Demographic challenge: ‘Just another life of inferiority’
Whereas in the past, higher fertility rates in rural China compensated for falling rates in cities, that is no longer true, reports the South China Morning Post’s He Huifeng.
“The cost of living, including education and housing, are putting a new generation of rural migrant workers off having kids,” writes He.
“Most young couples in their 20s will choose not to have a child if the choice is to do so in the countryside, with only rural household registration. It will be just another life of inferiority,” one migrant worker told the Post.


Xi’s poverty alleviation benefitted companies not people
Companies, rather than individuals, have benefitted most from China’s massive anti-poverty campaign, reports The Wire China’s Eliot Chen.
“The central government has for some time de-emphasized direct financial assistance and benefits to individuals — what Xi might call “welfarism,” which he warned against in a speech last month,” writes Chen.
“Instead, the central government’s ‘special poverty alleviation funds’ have mostly gone to infrastructure and industrial companies,” research by Camille Boullenois, a project leader at consultancy Sinolytics shows, reports The Wire China. “Projects like rural road and home construction accounted for the largest category of spending, followed by ‘industry-based poverty alleviation’ (产业扶贫), which involves providing subsidies to local industries.”
“This is the principle of trickle-down… that successful entrepreneurs can really help their communities through providing jobs, and therefore that China should be business friendly because it ultimately helps everyone,” Boullenois told The Wire China. “It’s the idea of ‘get rich first,’ which Deng Xiaoping initiated, so it’s not really new, but it’s still very much the case under Xi.”
Almost 10,000 companies in China today are registered with the words “poverty alleviation” in their title or listed in their business aim, with 90 percent set up after Xi launched the anti-poverty campaign in 2015, The Wire China found.
“Having ‘poverty alleviation’ in the name was often a trick [for companies] to get subsidies,” says Boullenois. “Most of the companies I saw were not doing active poverty alleviation work.”


Companies fined for monopoly deals
Companies including Alibaba, Baidu, JD.com, and automaker Geely have been fined by China’s market regulator for earlier deals that violated anti-monopoly rules, reports Reuters.
“Enterprises involved in the cases would be fined 500,000 yuan ($78,000) each, it said, the maximum under China's 2008 Anti-Monopoly Law,” reports the news service.
“China has been tightening its grip on internet platforms, reversing a once laissez-faire approach and citing the risk of abusing market power to stifle competition, misuse of consumers’ data and violation of consumer rights.”
Notable/In Depth
For those who really want to dig into the just-issued 6th Plenum Resolution on History, here it is in Chinese, and here in English translation.
A simple but illuminating chart showing the frequency that the history resolution mentions China’s leaders and their ideologies.

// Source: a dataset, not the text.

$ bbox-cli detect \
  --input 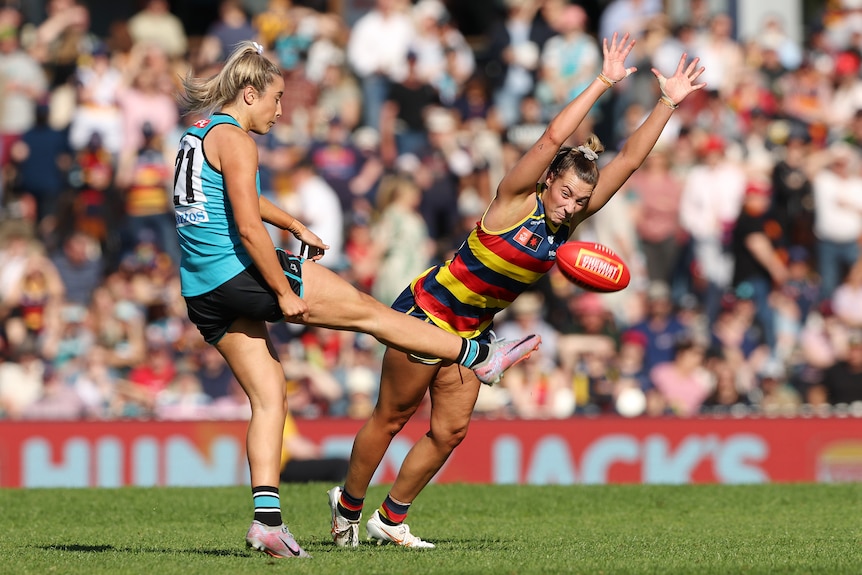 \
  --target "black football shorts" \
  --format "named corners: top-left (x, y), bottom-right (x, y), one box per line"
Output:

And here is a good thread that breaks down the resolution, from Joseph Torigian, an expert on Chinese and Russian politics.

The number of Chinese students studying in U.S. colleges fell by 14.8 percent to 317,299 in the 2020-2021 school year, shows the annual Open Doors report.


China’s crackdown reasserting control over its tech sector risks hurting entrepreneurial energy, writes Bert Hofman, director of the East Asian Institute at the National University of Singapore.
It is not clear “that a more regulated socialist market economy can deliver the needed incentives for innovation,” writes Hofman. “China needs entrepreneurs to boost productivity and strive for innovation and, indeed, finance it: Huawei, Alibaba, and Tencent, all private companies, are China’s top three spenders on R&D.”